L’impressione positiva, nel piccolo spaccato di Rete incontrato a Torino, è che sempre più persone si riconoscano in questo modo di concepire il proprio impegno in Rete (dove Rete è tutto fuorché un ambiente virtuale e alternativo alla realtà). Chi sale su un palco lo fa tutto sommato con spirito di servizio: io stesso, se mi è capitato di parlare, è solo perché di mestiere faccio divulgazione, ovvero raccolgo e rimetto in circolo con ordine le idee di tante persone.
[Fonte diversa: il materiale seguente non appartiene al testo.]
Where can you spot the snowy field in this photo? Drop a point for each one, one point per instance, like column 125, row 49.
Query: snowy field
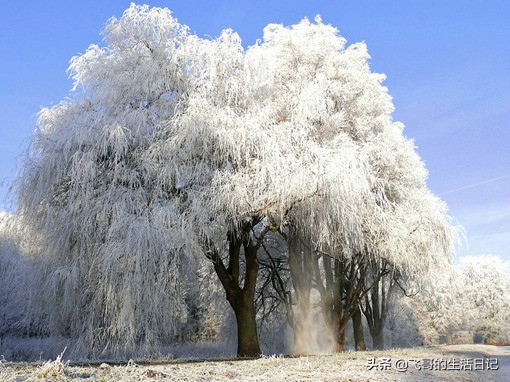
column 348, row 366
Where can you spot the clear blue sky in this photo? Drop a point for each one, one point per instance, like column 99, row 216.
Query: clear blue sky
column 447, row 62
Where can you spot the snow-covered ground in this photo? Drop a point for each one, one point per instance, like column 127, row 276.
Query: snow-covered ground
column 420, row 364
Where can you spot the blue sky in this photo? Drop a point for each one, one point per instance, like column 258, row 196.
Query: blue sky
column 447, row 62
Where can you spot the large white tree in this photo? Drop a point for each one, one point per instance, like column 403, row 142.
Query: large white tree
column 170, row 149
column 175, row 149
La eventuale e trascurabile attenzione sulla mia persona è solo funzionale a mettere chi ascolta (o chi consulta in seguito i materiali dell’incontro) nelle condizioni di iniziare un percorso dentro uno spicchio di quella che è già a tutti gli effetti conoscenza condivisa.

Dopo gli interventi di Granieri e De Kerckhove, che hanno l’abitudine di volar alto anche se parlano di tag e post, Stefania si gira, mi guarda con gli occhi illuminati di chi ha messo insieme i pezzi, e mi dice: «È tutto un ritorno alla visione induista: tutto è interconnesso, tutti siamo parte di un tutto e solo l’unità delle cose porta alla completezza». Ecco, appunto.